Two others who were at scene and could have been victims also testified against him, as did a Fort Bend County Jail inmate who said Mathis told him he wished he had killed everyone in the house.

Mathis’ lawyers never challenged the state’s version of events but claimed that he was mentally challenged to the point of retardation, which, if proved, would have exempted him from capital punishment. They said one of his IQ tests in prison returned a score of 62, suggestive of retardation.

The state argued that other tests had higher scores, and that his adult behavior demonstrated that he functioned above the level of a retarded person.
Toxic environment?

Mathis testified at trial that Brown, his friend, had pulled out the pistol and that he had wrestled it away from him, fearing for his life.

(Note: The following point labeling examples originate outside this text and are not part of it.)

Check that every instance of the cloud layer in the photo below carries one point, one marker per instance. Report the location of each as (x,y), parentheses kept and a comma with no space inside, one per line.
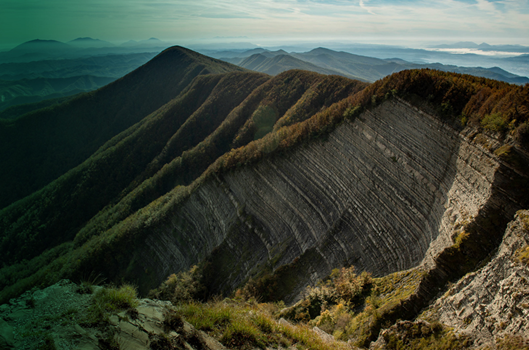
(488,20)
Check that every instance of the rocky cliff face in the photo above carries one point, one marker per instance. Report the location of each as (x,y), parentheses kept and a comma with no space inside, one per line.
(492,302)
(384,192)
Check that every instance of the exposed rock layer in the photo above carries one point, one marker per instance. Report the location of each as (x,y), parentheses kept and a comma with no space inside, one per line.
(382,192)
(493,301)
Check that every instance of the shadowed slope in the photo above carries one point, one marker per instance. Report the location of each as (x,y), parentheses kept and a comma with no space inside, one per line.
(171,147)
(53,215)
(44,144)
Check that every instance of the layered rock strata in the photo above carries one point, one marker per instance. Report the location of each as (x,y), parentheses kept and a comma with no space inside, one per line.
(382,192)
(492,302)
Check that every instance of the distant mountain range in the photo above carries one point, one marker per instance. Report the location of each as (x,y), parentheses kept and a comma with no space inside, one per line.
(325,61)
(36,50)
(483,47)
(38,69)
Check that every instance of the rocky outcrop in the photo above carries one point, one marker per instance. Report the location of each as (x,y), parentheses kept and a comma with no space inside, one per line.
(492,302)
(382,192)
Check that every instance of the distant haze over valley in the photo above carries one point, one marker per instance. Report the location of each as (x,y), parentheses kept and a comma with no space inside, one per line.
(39,73)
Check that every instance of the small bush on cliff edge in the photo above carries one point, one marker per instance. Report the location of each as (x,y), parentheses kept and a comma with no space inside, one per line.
(184,286)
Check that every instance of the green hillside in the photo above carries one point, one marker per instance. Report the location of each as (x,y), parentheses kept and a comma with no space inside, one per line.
(40,146)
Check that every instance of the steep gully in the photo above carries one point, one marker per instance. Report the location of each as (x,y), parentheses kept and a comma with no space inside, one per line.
(386,192)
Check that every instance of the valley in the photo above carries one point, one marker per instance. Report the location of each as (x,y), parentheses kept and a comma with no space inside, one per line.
(274,179)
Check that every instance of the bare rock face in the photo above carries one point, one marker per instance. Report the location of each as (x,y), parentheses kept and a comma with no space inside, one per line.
(493,302)
(385,192)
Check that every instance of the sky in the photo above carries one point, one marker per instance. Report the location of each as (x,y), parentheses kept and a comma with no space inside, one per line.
(265,22)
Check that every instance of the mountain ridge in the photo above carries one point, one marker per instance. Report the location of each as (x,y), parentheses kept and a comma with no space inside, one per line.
(276,181)
(99,115)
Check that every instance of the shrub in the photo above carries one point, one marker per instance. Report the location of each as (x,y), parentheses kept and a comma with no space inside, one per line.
(494,122)
(110,300)
(182,287)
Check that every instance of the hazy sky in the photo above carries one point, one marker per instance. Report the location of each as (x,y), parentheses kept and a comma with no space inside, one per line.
(262,21)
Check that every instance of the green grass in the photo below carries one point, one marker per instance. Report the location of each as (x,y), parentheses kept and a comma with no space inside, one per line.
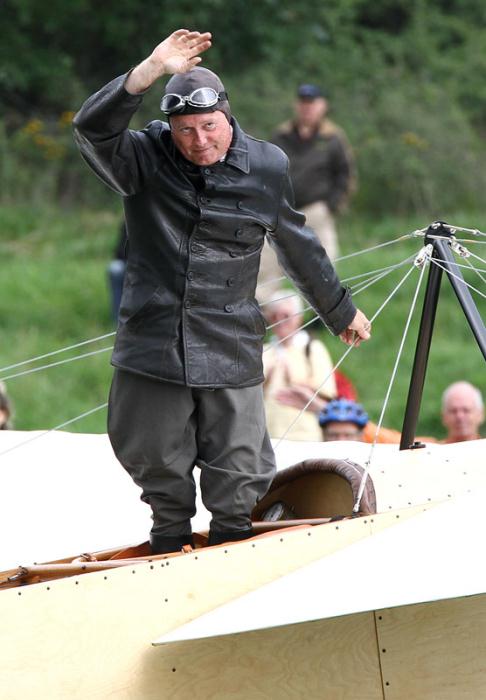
(53,293)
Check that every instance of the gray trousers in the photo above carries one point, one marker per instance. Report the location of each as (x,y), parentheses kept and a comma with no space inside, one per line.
(159,431)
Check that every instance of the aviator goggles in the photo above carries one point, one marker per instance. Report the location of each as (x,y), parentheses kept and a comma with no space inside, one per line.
(201,97)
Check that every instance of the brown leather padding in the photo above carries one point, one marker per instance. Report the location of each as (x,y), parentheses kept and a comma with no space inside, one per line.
(319,488)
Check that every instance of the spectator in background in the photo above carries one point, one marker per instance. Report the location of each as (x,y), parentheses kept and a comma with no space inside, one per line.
(321,170)
(462,412)
(116,271)
(293,359)
(343,420)
(343,411)
(5,409)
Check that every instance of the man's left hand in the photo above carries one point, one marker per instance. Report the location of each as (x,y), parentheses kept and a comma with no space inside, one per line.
(358,330)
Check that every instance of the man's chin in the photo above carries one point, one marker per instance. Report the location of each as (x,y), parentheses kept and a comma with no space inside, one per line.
(205,158)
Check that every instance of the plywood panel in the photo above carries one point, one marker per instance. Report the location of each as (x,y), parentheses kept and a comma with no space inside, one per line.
(434,651)
(324,660)
(90,636)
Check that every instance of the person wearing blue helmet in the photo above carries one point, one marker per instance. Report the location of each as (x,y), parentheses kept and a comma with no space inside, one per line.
(342,419)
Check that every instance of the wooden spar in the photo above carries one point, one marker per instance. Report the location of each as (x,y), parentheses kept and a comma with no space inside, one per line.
(89,563)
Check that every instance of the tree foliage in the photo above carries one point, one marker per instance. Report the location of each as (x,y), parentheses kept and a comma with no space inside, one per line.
(405,76)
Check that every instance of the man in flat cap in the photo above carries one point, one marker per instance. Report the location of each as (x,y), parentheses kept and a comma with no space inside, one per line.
(200,196)
(322,173)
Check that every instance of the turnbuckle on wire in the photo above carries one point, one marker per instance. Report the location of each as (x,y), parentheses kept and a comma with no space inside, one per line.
(423,256)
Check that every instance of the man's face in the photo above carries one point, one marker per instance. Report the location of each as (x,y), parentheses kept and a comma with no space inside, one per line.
(201,138)
(309,112)
(461,415)
(337,430)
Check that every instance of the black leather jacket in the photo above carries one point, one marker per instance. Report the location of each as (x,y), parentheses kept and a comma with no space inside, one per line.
(188,313)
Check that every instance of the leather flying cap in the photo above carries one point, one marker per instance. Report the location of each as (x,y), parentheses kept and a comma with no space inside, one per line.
(199,77)
(306,91)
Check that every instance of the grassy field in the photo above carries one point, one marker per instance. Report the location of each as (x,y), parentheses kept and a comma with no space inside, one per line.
(53,293)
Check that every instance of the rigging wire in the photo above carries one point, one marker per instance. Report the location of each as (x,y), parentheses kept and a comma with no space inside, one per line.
(477,257)
(460,279)
(378,269)
(347,351)
(375,247)
(51,430)
(55,364)
(390,385)
(56,352)
(474,269)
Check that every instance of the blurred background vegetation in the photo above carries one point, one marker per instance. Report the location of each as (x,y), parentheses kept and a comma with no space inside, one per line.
(405,80)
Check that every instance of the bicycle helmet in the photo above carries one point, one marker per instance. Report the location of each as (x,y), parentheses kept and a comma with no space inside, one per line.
(343,411)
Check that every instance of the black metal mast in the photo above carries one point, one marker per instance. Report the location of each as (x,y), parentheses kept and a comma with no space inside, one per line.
(441,252)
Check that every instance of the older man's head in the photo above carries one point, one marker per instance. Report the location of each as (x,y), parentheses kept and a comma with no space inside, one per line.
(199,114)
(462,412)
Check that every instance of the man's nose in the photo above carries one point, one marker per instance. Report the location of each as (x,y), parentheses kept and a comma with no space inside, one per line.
(200,138)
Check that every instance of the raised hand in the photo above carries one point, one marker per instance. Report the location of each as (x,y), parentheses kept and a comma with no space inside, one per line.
(177,54)
(180,51)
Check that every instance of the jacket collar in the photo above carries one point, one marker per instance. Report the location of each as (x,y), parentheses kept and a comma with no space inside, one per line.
(237,155)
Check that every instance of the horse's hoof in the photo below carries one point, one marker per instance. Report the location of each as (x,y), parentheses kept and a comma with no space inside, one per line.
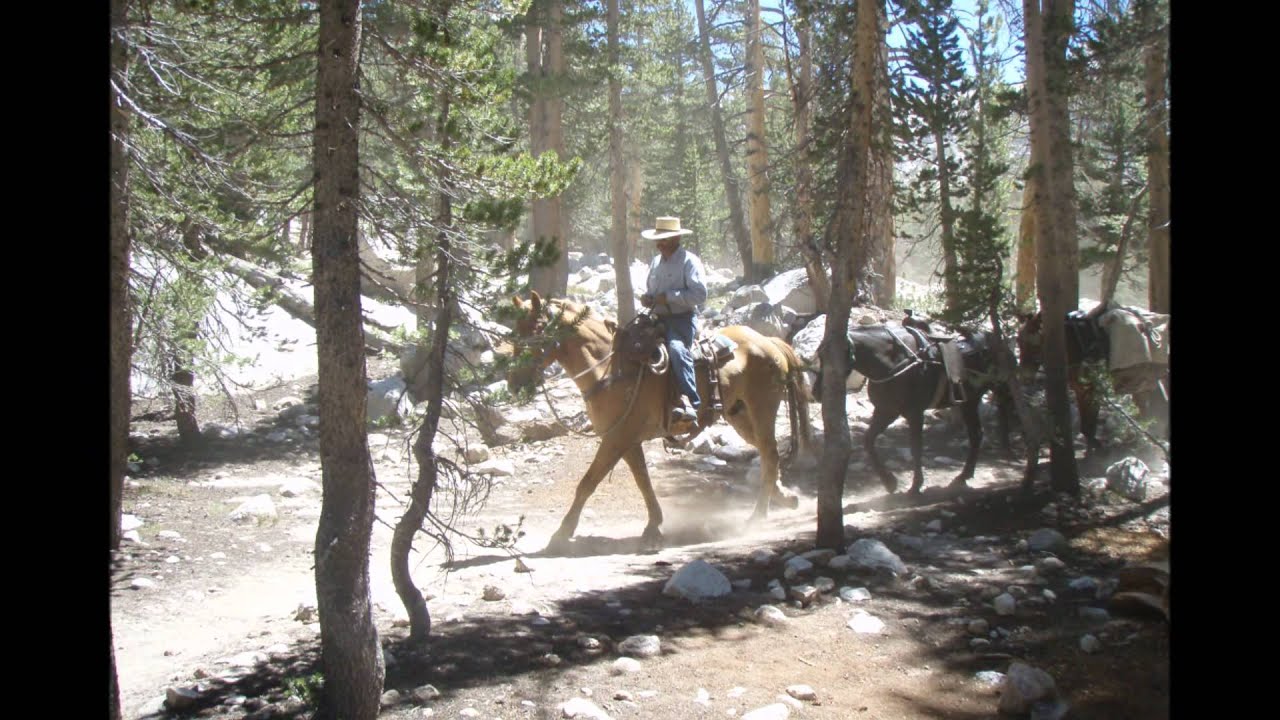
(558,545)
(786,500)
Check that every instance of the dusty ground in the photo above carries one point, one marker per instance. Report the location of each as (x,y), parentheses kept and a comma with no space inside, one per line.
(525,655)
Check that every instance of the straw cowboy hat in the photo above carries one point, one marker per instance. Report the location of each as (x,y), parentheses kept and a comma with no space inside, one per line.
(664,227)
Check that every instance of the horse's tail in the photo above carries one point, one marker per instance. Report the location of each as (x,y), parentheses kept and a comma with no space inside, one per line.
(798,399)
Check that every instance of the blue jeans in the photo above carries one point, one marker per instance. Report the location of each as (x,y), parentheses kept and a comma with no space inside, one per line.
(680,340)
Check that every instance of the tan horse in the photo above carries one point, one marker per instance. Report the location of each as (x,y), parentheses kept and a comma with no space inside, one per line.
(627,402)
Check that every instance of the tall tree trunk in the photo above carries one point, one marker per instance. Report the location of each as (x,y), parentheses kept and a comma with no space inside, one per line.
(1052,245)
(545,55)
(947,219)
(635,196)
(881,273)
(801,92)
(119,309)
(424,446)
(731,192)
(1155,60)
(848,235)
(305,232)
(351,655)
(1024,273)
(758,151)
(617,180)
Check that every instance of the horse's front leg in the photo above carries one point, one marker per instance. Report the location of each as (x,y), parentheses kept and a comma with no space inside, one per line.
(973,424)
(1087,404)
(634,458)
(606,458)
(880,420)
(915,425)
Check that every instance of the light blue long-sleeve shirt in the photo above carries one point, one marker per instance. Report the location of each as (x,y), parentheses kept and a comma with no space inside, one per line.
(681,278)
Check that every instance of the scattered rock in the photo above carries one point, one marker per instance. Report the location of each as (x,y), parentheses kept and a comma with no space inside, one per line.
(803,692)
(698,580)
(1089,643)
(257,509)
(583,707)
(869,555)
(769,615)
(1046,540)
(625,665)
(854,595)
(776,711)
(640,646)
(865,623)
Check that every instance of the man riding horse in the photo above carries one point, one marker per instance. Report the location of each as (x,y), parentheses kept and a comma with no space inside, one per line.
(675,294)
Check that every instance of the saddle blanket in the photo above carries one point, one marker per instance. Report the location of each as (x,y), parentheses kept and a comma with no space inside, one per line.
(714,349)
(1137,337)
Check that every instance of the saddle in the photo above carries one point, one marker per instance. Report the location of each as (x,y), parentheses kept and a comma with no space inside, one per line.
(643,340)
(1095,343)
(946,350)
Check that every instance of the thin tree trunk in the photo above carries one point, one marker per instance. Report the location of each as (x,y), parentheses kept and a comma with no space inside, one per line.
(617,178)
(424,446)
(1024,274)
(635,197)
(848,233)
(947,219)
(118,311)
(758,151)
(1112,270)
(1155,60)
(118,272)
(351,656)
(547,65)
(305,232)
(731,191)
(881,270)
(1051,242)
(801,92)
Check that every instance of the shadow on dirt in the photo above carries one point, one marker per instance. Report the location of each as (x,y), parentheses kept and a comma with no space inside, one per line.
(586,628)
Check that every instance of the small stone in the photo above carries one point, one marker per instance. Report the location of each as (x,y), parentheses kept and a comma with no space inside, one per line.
(803,692)
(181,698)
(769,615)
(865,623)
(640,646)
(425,693)
(1096,614)
(776,711)
(854,595)
(1005,604)
(1089,643)
(625,665)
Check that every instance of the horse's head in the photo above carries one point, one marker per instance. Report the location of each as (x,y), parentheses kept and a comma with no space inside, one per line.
(529,352)
(816,368)
(543,328)
(1029,341)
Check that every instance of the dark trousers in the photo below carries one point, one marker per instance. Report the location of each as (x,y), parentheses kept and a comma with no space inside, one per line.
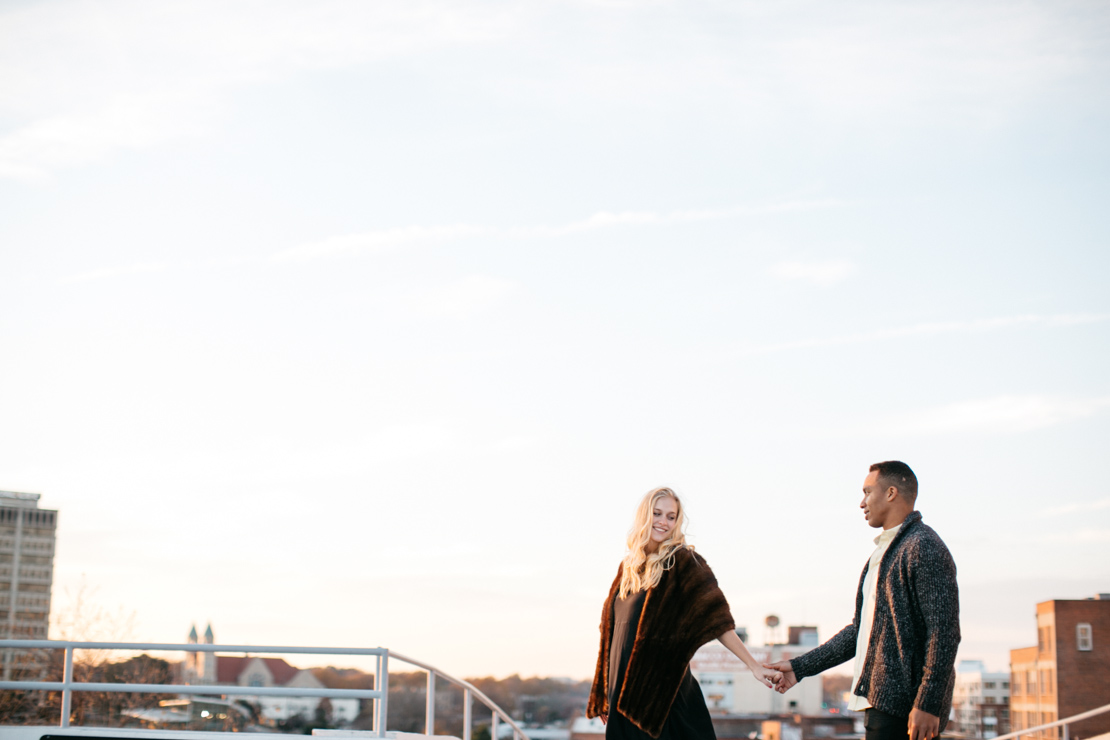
(881,726)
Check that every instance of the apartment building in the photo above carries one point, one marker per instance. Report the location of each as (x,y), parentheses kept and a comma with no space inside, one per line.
(1067,671)
(27,574)
(980,701)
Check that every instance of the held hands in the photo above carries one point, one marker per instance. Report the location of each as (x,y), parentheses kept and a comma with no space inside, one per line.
(767,676)
(922,726)
(786,677)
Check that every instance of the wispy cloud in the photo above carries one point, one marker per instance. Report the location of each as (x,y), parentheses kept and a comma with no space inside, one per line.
(816,273)
(1006,414)
(38,149)
(1078,507)
(390,239)
(974,326)
(111,272)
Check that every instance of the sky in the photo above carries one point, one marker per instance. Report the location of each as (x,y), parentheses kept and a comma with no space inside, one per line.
(369,324)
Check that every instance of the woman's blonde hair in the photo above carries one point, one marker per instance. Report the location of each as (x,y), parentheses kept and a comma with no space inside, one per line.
(643,570)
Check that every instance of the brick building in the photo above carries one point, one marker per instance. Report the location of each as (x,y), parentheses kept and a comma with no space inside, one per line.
(1067,671)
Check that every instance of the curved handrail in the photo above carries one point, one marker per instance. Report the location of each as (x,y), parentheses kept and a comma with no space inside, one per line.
(1060,722)
(517,732)
(380,695)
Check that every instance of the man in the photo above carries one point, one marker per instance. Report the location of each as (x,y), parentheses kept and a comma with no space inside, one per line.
(906,629)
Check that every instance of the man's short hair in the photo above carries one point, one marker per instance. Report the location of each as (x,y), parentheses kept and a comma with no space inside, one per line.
(897,474)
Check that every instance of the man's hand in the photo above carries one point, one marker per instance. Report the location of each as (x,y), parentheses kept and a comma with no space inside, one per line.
(788,677)
(922,726)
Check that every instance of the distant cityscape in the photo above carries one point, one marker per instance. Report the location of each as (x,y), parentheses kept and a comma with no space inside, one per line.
(1066,672)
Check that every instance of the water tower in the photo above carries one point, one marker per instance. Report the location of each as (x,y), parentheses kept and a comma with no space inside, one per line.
(772,632)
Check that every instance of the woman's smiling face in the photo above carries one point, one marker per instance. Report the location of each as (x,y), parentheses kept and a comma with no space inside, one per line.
(664,516)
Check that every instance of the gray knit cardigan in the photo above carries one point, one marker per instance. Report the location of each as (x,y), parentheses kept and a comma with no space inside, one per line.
(916,630)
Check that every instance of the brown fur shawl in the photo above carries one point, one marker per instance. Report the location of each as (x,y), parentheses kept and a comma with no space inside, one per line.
(682,614)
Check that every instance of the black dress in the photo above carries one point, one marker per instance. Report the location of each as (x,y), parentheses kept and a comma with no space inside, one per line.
(689,716)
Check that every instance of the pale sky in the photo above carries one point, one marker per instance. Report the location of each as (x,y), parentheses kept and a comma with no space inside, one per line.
(369,323)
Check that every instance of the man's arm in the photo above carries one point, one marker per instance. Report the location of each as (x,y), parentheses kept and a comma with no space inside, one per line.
(836,650)
(937,595)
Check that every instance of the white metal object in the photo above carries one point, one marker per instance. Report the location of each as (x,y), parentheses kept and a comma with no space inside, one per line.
(380,693)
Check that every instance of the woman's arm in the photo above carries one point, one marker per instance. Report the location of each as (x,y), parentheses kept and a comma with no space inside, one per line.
(765,676)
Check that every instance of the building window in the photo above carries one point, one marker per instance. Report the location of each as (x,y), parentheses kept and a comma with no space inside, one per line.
(1085,638)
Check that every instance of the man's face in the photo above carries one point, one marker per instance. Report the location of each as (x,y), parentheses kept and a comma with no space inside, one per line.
(876,503)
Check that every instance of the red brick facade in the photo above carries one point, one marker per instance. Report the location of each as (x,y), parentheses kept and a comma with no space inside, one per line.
(1067,671)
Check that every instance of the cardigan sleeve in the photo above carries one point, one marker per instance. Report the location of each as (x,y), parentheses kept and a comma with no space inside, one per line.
(937,594)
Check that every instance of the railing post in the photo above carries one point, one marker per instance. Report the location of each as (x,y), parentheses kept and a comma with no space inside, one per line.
(466,715)
(67,680)
(430,709)
(384,683)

Mathis’ trial attorney, Steven Rocket Rosen, contended at trial that the environment of the crack house was toxic and that Mathis had become paranoid that morning that he was going to be killed. But the testimony of the girl, whom he shot in the face, was too much to overcome, Rosen said.

Mathis’ conviction occurred before the U.S. Supreme Court ruled that execution of the mentally retarded is no longer permissible, but Mathis was granted a hearing later to determine whether he met the criteria. A Fort Bend County district judge ruled that he did not, and a prosecutor dismissed Mathis as a “street-smart, conniving thug.”